Bread is a staple in most diets – but that doesn’t mean you should eat it in abundance. For instance, one slice (or two) of white bread contains anywhere from 80 to 150 calories – depending on the brand. White bread is also usually high in carbs, which can have a huge impact on your blood sugar levels. High levels of blood sugar can lead to hunger pangs and sugar cravings – which may be difficult to control if you consume large quantities of white bread on a regular basis!
This is because modern processed flour and additives in the white packaged bread can make it unhealthy. Consuming too much white bread with additives can contribute to obesity, heart disease, and diabetes.
It is a known fact that often when foods are processed, they tend to lose nutrients. However, many commercially produced white bread products are fortified with vitamins and minerals to replace the nutrients lost due to processing food.
Whole wheat bread is the best choice for a healthy diet because it contains fiber that is not absorbed by the body and impacts gut wellness. We like the fiber in the whole-wheat bread because it helps control blood sugar levels for a slower release of carbohydrates. Fiber helps slow the absorption of sugar into the bloodstream, keeping energy from turning into fat. Fiber also helps with that “full” feeling, which is key to weight loss.
Pizza is an Italian dish consisting of a flatbread that’s typically topped with cheese and other ingredients – like pepperoni, sausage, or veggies. The thing about pizza is that it’s super high in calories and fat. But more importantly, the toppings you choose can have a huge impact on the overall healthiness of the dish.

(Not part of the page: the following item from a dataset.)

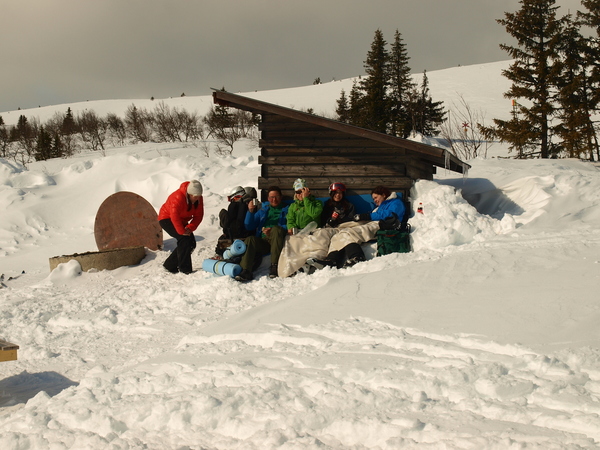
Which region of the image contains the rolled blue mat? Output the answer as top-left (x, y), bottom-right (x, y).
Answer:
top-left (202, 259), bottom-right (242, 278)
top-left (223, 239), bottom-right (246, 259)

For instance, even though there are some “healthy” options (such as veggies), if you choose to add pepperoni or sausage – which are both really high in sodium and saturated fat – then your pizza will be totally unhealthy! One slice of pepperoni pizza actually contains 480 calories and around 980mg of sodium!
But regardless of how you feel about the term itself, it’s still important to be aware of the foods that are broadly considered “unhealthy.” Some people might think that being unhealthy means eating the occasional slice of bacon or hamburger. Realistically, it should mean avoiding these foods altogether if you’re trying to lose weight and improve your health overall.
If you manage to remove the above-mentioned foods from your diet, you will be much better off, and not only will you lose weight, but your health not be compromised.